Looking back: What was the most powerful thing you learned while creating this project?
The most powerful thing I’ve learned was understanding the impact the government in the church really had upon the indigenous groups and understanding how it originally was meant for something good, but it was turned into something bad very fast.
The process: What was the hardest challenge you faced as a team or as an individual, and how did you overcome it? What aspect of the work supported your learning.
The hardest thing I had to understand was having sympathy for the people who were involved on both sides, understanding that the government thought they were doing something good and understanding why the indigenous were so hurt by what happened.
Your growth: What new skills (technical, research, creative, or teamwork) did you develop through this project?
I understand how to make a mind map better than how to make one connect to all the different categories we made my categories were government, churches values, community, and culture. Having all these different categories, important to understand and look back in the research we did to what the indigenous experienced before and after residential schools. Through this, we could understand the atrocities that happened and make sure that you do not happen again to any group of people in Canada.

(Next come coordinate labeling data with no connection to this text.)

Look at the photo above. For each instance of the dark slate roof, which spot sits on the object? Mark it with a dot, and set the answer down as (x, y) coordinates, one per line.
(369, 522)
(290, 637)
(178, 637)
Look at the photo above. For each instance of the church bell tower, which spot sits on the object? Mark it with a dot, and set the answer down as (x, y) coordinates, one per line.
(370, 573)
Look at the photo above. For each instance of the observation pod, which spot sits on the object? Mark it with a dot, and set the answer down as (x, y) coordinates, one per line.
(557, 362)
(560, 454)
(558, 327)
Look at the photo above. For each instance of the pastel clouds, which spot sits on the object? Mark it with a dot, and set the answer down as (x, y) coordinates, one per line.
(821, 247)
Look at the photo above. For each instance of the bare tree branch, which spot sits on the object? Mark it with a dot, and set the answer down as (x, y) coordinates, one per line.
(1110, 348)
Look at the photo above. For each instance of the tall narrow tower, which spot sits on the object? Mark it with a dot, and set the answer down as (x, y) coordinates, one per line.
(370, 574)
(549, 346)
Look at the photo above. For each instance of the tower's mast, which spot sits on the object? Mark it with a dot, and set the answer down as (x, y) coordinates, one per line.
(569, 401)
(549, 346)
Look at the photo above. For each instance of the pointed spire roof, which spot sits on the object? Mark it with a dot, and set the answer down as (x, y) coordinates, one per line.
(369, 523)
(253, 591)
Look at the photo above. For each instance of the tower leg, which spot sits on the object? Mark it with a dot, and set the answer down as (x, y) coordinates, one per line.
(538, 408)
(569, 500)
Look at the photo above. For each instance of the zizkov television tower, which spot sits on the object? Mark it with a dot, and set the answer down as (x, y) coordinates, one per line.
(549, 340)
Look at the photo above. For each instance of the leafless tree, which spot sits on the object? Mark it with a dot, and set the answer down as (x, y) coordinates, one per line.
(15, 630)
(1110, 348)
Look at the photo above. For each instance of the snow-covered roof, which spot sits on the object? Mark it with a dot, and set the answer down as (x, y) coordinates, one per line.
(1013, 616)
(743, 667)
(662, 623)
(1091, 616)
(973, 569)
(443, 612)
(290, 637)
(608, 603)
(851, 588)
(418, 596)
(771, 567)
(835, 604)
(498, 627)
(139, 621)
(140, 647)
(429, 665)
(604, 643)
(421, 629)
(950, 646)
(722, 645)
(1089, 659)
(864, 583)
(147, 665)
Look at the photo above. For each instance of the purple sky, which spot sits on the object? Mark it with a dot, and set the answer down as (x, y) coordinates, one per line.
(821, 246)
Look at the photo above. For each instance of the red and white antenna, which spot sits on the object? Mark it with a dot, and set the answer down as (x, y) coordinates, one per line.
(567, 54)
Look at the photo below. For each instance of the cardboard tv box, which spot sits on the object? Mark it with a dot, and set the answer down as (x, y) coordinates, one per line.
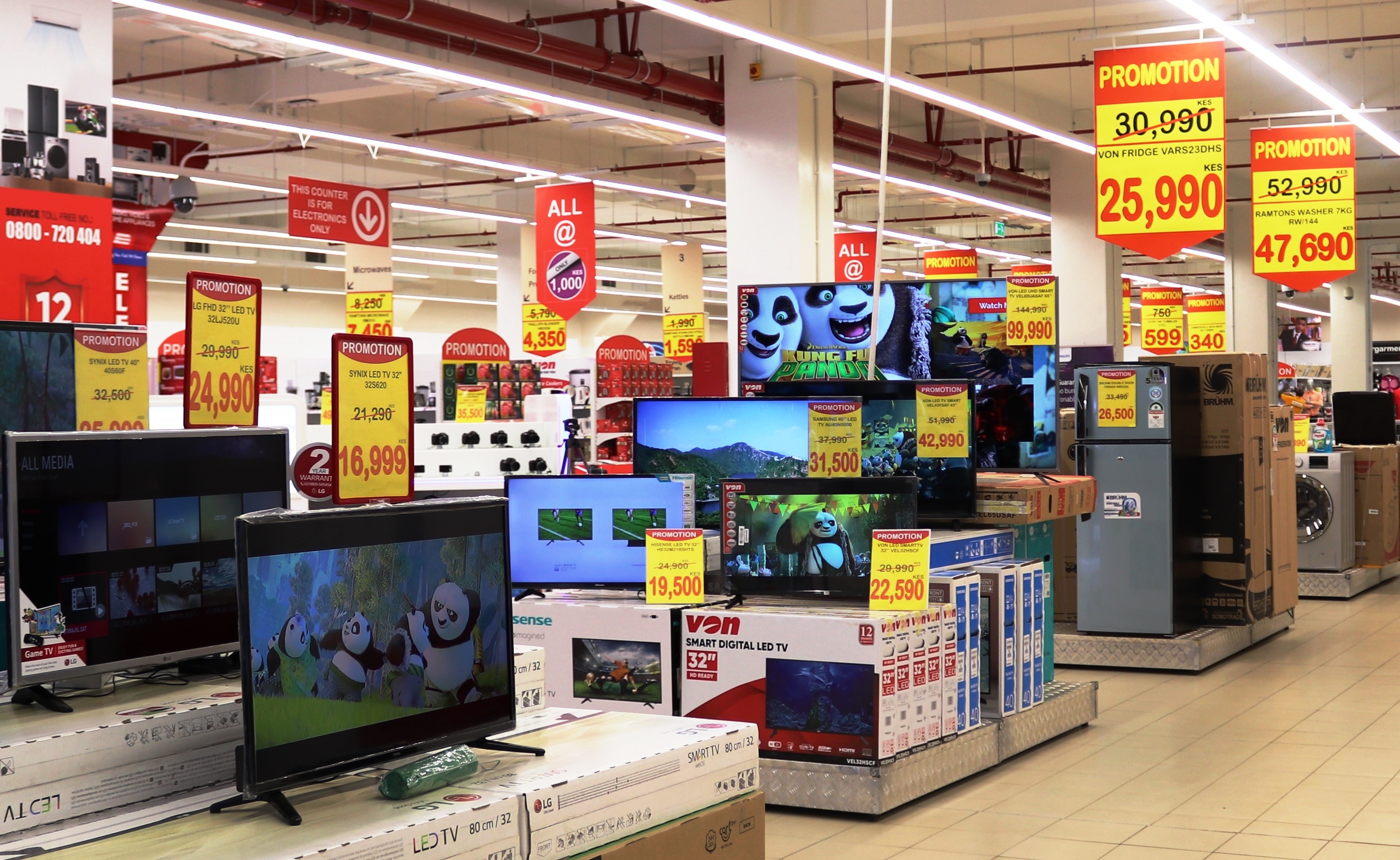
(1227, 524)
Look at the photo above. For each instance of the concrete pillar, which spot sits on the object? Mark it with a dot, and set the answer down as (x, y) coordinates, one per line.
(778, 173)
(1090, 269)
(1351, 327)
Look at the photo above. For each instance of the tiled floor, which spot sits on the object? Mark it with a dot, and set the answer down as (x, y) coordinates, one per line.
(1290, 750)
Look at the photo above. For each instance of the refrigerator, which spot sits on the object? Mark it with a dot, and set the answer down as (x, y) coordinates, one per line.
(1137, 428)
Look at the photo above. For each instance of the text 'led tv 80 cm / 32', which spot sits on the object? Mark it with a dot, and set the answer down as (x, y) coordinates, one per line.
(810, 534)
(590, 531)
(124, 551)
(372, 634)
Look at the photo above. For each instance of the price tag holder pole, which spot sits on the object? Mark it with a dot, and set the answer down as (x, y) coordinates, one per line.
(899, 569)
(373, 426)
(675, 565)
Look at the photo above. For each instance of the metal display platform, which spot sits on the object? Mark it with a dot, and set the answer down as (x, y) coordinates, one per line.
(1344, 584)
(874, 790)
(1188, 652)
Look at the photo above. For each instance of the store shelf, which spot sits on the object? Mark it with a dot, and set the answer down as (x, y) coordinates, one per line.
(1188, 652)
(1344, 584)
(875, 790)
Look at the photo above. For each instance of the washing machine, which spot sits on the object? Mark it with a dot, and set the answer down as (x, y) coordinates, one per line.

Beyond the project: How has this changed the way you think about history, community, or our role in reconciliation?
I think the biggest thing that changed in how I think was understanding how recent the residential schools were for the most part I thought residential schools were a thing in the past that happened a long time ago that we were learning about the most part it’s not really true. There is a lot of residential schools that were everywhere. I think our role in reconciliation is understanding what truly happened and trying our best to make sure it does not happen again. Doing our best to make sure that the indigenous communities know that this was wrong and that we are trying to fix what happened even if it can never be fully fixed.